Likewise, in the 2nd movement (the famous theme and variations) one senses musicians more interested in the effect and dramatic impact of the moment than in the architectural coherence of the whole. The way the Juilliards play the theme is not true to Schubert's "Andante con moto" marking but is quite extraordinary in its own right: they take it at a very slow tempo and with other-wordly pianissimo sonorities that evoke some nightmarish gliding of the Maiden over the black waters of the river Styx. However they make no effort at maintaining that tempo in the ensuing variations, suddenly accelerating for the first variation and imparting it great urgency, with 1st violin Robert Mann displaying an unfailing purity of tone. The second variation continues in the same hurried mood, with a dry cello tone that deprives it of some of its lyricism. Variation 3, which in some versions can sound like Death's demented and headlong race to the abyss, is here not hectic but taut like the sound of the whip and quasi geometrical in its rhythmic precision. I had read somewhere a comment calling this version "abstract" and been puzzled: interpreting Webern may be called abstract - but Schubert? Now I understand what it possibly meant. Similarly, the 4th variation sounds a bit mechanical in its rhythmic precision, but the last one elicits great dramatic power.
Again the scherzo doesn't show a great display of power but much rhythmic snap - accents are as dry as the crack of a whip. The Juilliards apply some relaxation of tempo in the middle trio but manage to give it charm while avoiding mawkishness - the innocent young maiden unaware of danger lurking at the window. The Finale, taken with no repeat of the second section, is brisk, urgent, dynamic, with virtuosic precision of attack and great attention to the brutal dynamic contrasts written by Schubert - one of the best I've heard.
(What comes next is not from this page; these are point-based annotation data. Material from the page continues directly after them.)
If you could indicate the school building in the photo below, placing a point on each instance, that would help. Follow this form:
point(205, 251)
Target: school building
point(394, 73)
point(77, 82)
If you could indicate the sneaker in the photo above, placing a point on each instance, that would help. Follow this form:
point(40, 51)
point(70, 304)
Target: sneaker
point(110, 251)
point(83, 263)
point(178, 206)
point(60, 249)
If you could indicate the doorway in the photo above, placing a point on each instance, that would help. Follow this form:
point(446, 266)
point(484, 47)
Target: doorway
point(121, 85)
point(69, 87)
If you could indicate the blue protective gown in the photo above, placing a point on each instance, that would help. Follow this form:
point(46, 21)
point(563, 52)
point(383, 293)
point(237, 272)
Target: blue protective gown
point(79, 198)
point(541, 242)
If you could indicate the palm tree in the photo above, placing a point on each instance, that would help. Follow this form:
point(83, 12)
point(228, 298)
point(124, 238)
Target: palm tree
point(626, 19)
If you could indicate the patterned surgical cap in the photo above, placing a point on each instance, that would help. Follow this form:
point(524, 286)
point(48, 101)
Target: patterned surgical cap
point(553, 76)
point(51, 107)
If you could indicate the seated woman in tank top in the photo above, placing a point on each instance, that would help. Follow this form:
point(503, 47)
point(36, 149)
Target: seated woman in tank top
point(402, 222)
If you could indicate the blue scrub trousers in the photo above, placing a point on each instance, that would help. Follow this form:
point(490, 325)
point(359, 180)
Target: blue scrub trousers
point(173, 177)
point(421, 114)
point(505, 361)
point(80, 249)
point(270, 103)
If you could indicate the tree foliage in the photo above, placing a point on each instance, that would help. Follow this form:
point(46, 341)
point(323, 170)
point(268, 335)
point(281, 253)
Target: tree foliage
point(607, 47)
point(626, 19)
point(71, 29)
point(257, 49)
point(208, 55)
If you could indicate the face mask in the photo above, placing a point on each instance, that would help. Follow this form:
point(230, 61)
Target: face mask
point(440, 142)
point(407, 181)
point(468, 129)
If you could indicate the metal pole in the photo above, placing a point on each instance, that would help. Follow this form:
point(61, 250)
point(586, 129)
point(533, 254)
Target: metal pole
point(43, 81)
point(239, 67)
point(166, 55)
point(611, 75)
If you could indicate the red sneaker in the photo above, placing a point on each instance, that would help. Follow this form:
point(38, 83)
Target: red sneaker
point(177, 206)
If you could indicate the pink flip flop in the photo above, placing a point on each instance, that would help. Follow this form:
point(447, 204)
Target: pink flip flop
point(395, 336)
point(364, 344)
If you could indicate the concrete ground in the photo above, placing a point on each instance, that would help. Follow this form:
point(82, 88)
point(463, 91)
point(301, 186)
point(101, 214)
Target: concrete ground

It might be a cliché to say of the Juilliards that they played modern music like standard repertoire and the classics like new music (as Tully Potter recounts, this was the goal of composer and head of Juilliard School William Schumann when he decided to promote the creation of a resident quartet in 1945), but I find that it is verified here: never to my ears has Schubert sounded so close to Bartok."